With Wednesday’s release of the 2019 tally, however, the University’s climb faltered.

Duke dropped five spots, from being tied with the University of Michigan at 21 to being in sole possession of the 26 spot on the list, as Michigan climbed one spot to 20.The QS World University Rankings include schools from all around the globe and were topped for a seventh consecutive year by the Massachusetts Institute of Technology.

"International rankings like QS focus heavily on research and tend to change their criteria more frequently, thus have more movement on a year-to-year basis than US News (Duke has bounced between 20 and 29 just since 2012)," wrote Michael Schoenfeld, vice president for public affairs and government relations in an email. "Still, this is one valuable data point among many that we use to benchmark against the top research universities in the world." 

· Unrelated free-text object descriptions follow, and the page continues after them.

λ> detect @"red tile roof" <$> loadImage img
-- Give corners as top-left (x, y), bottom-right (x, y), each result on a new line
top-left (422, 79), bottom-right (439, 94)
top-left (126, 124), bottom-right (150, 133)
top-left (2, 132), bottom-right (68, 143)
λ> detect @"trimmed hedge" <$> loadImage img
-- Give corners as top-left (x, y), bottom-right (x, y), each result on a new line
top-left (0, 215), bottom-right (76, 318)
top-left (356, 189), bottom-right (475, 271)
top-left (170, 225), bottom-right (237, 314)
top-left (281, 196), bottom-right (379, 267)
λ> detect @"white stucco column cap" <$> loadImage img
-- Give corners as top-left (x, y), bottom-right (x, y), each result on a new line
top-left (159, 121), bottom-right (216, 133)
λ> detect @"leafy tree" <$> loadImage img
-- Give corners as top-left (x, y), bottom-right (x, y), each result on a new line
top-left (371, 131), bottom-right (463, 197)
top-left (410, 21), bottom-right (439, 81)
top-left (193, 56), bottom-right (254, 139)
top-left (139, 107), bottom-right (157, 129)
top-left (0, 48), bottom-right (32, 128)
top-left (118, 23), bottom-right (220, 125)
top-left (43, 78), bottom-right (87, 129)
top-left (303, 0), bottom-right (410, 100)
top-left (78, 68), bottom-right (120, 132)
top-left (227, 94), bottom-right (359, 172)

Duke is now sandwiched between the University of Hong Kong at 25 and the University of California, Berkeley at 27. Duke’s ranking in recent years topped out at 20 in 2012. 

The methodology used to calculate the rankings blends reputation with academics. It weighs academic reputation at 40 percent, while placing faculty-student ratio and paper citations per faculty at 20 percent each. It gives 10 percent weight to employer reputation and 5 percent each to international faculty and international student ratios.

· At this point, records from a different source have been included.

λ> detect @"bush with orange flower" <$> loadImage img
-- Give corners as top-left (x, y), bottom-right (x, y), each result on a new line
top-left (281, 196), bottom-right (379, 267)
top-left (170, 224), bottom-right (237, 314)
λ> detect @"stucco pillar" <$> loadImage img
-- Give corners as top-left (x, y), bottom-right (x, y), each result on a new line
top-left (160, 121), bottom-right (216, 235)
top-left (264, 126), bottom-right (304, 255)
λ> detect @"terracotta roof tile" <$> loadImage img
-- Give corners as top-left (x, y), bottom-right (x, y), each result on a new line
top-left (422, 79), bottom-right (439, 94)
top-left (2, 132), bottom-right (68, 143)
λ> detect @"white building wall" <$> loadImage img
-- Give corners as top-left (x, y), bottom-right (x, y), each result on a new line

The University was given an overall score of 83.9 out of 100. It scored high marks for the faculty-student ratio, academic reputation and the citations faculty earned, but it scored poorly in international faculty. 

The QS World University Rankings system is the only ranking to have earned the approval of the International Ranking Expert Group

Aside from MIT, the other universities that made the top five were Stanford University, Harvard University, the California Institute of Technology and the University of Oxford,—in that order. 

"As we continue to make significant investments in science and technology and grow our global research activity, I expect that will be recognized in future rankings," Schoenfeld wrote.